Architecting High-Efficiency Embodied Intelligence via OneVL Latent Representations

The landscape of embodied intelligence is currently undergoing a seismic shift as researchers attempt to bridge the gap between massive Vision-Language Models (VLMs) and the real-time latency requirements of autonomous driving and robotic control. Traditional approaches have long relied on explicit Autoregressive (AR) Chain-of-Thought (CoT) reasoning, where a model verbalizes its internal reasoning steps before arriving at a decision. While this provides human-interpretable transparency, it introduces a prohibitive computational tax, forcing high-parameter models into slow, sequential inference cycles that are often incompatible with high-speed physical environments. The emergence of OneVL, a breakthrough framework developed by the Xiaomi Embodied Intelligence Team, represents a fundamental departure from these sequential paradigms. By leveraging latent CoT mechanisms, OneVL compresses the reasoning process into a highly efficient bottleneck of visual and linguistic tokens, effectively bypassing the latency penalties of explicit verbalization while simultaneously outperforming much larger models in predictive accuracy across multiple critical benchmarks.

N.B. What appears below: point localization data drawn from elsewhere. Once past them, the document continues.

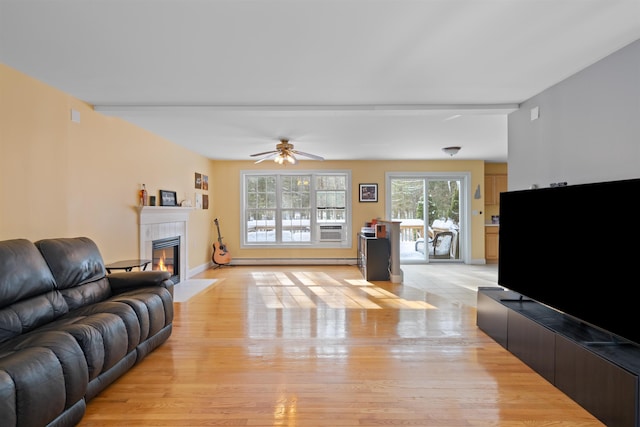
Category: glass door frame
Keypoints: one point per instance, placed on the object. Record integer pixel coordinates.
(465, 207)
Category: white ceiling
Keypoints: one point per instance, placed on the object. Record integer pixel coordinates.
(343, 79)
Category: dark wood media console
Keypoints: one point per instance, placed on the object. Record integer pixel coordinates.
(585, 363)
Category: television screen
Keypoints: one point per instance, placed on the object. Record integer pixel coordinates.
(575, 249)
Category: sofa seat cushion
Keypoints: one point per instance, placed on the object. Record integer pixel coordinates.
(153, 306)
(28, 296)
(129, 318)
(69, 356)
(101, 336)
(34, 379)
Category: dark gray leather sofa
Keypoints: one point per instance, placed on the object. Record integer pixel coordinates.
(68, 330)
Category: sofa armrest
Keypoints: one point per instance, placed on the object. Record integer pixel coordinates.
(130, 280)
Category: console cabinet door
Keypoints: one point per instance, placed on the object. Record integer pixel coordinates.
(609, 392)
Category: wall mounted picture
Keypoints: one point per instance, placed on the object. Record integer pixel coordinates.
(368, 192)
(168, 198)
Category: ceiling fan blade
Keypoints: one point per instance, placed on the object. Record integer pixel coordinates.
(269, 157)
(313, 156)
(263, 153)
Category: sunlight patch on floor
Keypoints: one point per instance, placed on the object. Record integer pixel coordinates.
(183, 291)
(278, 290)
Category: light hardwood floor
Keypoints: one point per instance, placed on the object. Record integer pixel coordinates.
(319, 346)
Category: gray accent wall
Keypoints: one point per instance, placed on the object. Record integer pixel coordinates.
(588, 128)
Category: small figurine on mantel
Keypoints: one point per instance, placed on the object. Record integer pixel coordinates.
(143, 195)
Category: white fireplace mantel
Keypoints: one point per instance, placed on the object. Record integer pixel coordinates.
(161, 222)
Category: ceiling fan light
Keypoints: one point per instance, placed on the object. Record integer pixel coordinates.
(452, 151)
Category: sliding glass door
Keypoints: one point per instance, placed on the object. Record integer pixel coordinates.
(432, 210)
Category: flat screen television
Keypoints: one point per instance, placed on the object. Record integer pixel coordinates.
(576, 249)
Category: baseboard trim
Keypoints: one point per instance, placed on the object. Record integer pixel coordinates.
(294, 261)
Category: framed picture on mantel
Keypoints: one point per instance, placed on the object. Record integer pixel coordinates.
(168, 198)
(368, 192)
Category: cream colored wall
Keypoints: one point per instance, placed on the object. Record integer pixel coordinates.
(62, 179)
(226, 205)
(495, 169)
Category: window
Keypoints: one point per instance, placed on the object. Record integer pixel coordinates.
(304, 208)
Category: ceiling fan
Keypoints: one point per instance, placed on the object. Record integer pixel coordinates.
(284, 152)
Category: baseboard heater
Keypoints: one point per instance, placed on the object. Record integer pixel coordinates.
(331, 233)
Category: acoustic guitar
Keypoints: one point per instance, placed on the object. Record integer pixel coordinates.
(221, 255)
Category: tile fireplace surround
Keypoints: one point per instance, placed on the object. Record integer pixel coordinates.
(161, 222)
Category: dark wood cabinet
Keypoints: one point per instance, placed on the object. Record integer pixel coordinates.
(600, 374)
(373, 257)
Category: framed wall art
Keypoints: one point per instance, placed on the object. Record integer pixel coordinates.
(168, 198)
(368, 192)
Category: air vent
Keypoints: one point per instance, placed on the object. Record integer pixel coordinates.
(331, 233)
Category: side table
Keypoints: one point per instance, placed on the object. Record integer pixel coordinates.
(127, 265)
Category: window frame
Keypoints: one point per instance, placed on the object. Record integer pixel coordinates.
(314, 242)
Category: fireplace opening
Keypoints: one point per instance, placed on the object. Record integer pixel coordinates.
(166, 256)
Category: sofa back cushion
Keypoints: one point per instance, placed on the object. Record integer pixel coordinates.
(28, 297)
(78, 269)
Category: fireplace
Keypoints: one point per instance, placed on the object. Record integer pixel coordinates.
(166, 256)
(165, 223)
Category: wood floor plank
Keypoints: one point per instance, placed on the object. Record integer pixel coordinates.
(319, 346)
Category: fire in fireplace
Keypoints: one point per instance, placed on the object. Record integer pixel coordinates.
(166, 256)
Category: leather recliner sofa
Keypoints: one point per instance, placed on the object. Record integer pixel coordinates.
(68, 330)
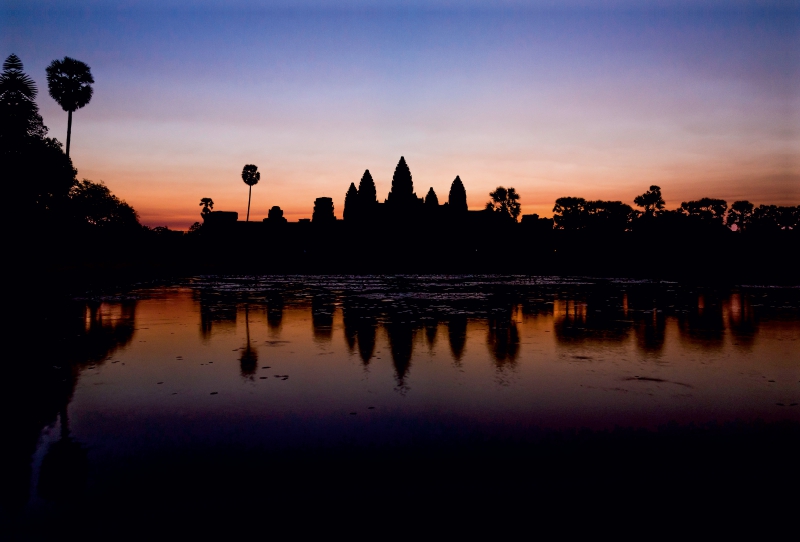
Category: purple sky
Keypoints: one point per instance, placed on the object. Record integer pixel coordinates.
(701, 98)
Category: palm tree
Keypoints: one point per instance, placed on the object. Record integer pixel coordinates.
(18, 109)
(250, 176)
(505, 201)
(69, 82)
(207, 204)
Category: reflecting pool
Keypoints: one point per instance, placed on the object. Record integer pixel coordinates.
(257, 365)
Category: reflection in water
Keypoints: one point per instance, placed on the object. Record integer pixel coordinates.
(274, 311)
(457, 333)
(650, 332)
(742, 321)
(216, 310)
(617, 326)
(577, 322)
(65, 467)
(401, 345)
(350, 322)
(503, 338)
(69, 339)
(431, 329)
(704, 324)
(248, 362)
(322, 307)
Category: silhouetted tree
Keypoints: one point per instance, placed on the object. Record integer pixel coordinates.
(69, 82)
(351, 203)
(504, 201)
(651, 201)
(772, 218)
(93, 204)
(706, 209)
(570, 213)
(608, 215)
(740, 215)
(323, 211)
(207, 204)
(18, 110)
(431, 198)
(457, 198)
(250, 176)
(402, 192)
(275, 214)
(42, 174)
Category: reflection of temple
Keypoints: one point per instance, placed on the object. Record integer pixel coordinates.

The Structural Paradigm of OneVL and Latent Bottlenecking

At the core of OneVL's architectural innovation is the deliberate implementation of a tight information bottleneck. Rather than allowing the model to drift into verbose, redundant verbalizations, the architecture constrains the reasoning capacity through a specific allocation of latent tokens.

The model utilizes a precise configuration of 35 visual latent tokens and 20 language latent tokens. This specific numerical constraint serves a dual purpose: it forces the model to distill the complex, high-dimensional causal structure of a driving scene into a compact representation, and it actively discourages the phenomenon of rote memorization. By limiting the capacity of the latent space, the model is compelled to develop generalizable representations that capture the underlying physical and semantic logic of the environment, rather than simply mapping input pixels to output trajectories via memorized patterns.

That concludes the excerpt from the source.